Chief information officers (CIOs) and chief technology officers (CTOs) played a critical role in guiding technology adoption and fitting short-term pivots into an alreadyexisting imperative to transition hospitals into the digital era. In the short term, data dashboards helped hospitals to manage scarce resources, from personnel to masks and intensive care unit space, while new partnerships with outside partners brought new levels of service agility, such as the production of 3D-printed facemasks. But leading CIOs believe that the covid-19 crisis has created an opportunity to deploy digital technology across the care spectrum in ways that could permanently re-shape how hospitals operate.


  • The necessity of using digital technology to deliver care during covid-19 is akin to a pilot scheme. It has created the opportunity for hospitals to understand how best to utilise digital technology in the short, medium and long term.
  • Covid-19 has disrupted not just healthcare delivery, but attitudes. Hospital executives anticipate that the changes made in response to covid-19 will lead to long-term changes to healthcare delivery. Attitudes have shifted, with digital technology now perceived as core to service delivery, rather than an add-on.

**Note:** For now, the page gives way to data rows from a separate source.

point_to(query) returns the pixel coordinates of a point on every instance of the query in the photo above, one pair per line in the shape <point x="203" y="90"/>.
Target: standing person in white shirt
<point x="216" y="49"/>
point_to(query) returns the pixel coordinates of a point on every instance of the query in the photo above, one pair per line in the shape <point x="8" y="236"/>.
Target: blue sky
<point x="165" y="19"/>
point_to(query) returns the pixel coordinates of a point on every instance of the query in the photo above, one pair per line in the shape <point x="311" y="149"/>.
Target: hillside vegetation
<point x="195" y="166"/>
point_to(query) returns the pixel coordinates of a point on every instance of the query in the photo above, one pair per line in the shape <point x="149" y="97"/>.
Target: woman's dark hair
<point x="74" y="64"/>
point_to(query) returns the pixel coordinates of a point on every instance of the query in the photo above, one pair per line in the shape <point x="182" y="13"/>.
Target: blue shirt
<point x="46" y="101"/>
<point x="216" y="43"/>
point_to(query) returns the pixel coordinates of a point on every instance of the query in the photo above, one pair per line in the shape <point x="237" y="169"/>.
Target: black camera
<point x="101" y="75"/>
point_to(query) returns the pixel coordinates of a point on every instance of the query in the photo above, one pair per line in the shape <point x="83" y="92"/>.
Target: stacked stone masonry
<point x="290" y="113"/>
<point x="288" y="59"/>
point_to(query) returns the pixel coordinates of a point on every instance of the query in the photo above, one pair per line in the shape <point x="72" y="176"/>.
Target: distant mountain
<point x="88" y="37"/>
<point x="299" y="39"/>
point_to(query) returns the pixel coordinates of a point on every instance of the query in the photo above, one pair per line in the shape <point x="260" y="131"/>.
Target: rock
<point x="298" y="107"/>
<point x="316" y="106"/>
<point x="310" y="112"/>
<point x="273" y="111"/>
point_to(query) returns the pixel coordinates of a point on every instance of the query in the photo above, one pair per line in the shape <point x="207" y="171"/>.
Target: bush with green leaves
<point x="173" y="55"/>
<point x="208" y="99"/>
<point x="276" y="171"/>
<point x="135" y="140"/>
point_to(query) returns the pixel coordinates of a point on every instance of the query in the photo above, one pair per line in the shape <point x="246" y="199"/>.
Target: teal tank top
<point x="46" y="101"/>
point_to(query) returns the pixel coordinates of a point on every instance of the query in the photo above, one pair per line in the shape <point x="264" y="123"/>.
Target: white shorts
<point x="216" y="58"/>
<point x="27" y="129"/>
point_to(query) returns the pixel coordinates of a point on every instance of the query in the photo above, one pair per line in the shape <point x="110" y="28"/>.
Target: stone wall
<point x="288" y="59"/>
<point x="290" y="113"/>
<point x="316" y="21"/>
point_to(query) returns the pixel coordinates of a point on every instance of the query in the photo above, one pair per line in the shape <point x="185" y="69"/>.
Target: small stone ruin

  • Many hospitals had digital systems in place prior to covid-19, but these had not been widely utilised. Those hospitals able to scale up their systems, for example using cloud-based solutions, have seen rapid and large increases in use.
  • Communication and understanding between hospital digital teams and the rest of the workforce is key to bring everyone along with the digital transformation.
  • Innovative partnerships within and across organisations including hospitals, academic centres and public health entities have been implemented during covid-19. These include data-sharing partnerships that have facilitated decision-making and response planning. These reactive and short-term partnerships could provide a technical and attitudinal basis for long-term partnerships.
  • To realise the opportunities that have arisen in the wake of covid-19, hospitals should seek to understand how, where and when digital technology has (and has not) worked during the pandemic. Capitalising on the shift in attitudes amongst stakeholders and using these experience-based insights could see these temporary changes translate to long-term service transformation to the benefit of all stakeholders.


  • Strategic direction is needed to ensure that scaling up existing systems or investing in new systems is guided by the organisation’s long-term vision and ensures sustainability.
  • Scaling up digital systems requires an IT workforce with the knowledge to understand and define the needs of the various organisational stakeholders and patients.
  • The workforce delivering care to patients needs training and support to use new systems that is not just technical in nature, but also recognises that delivering high quality digital care requires a different approach to delivering face-to-face care. Training creates a logistical challenge and requires investment of time and resources.
  • The digital divide should be acknowledged – not all patients own a compatible device, have suitable internet or telephone connectivity, or have the digital skills to use the technology. Supporting patients through training and technical set-up has been helpful during covid-19, but new delivery models combining face-to-face and digital services need to ensure that they are inclusive.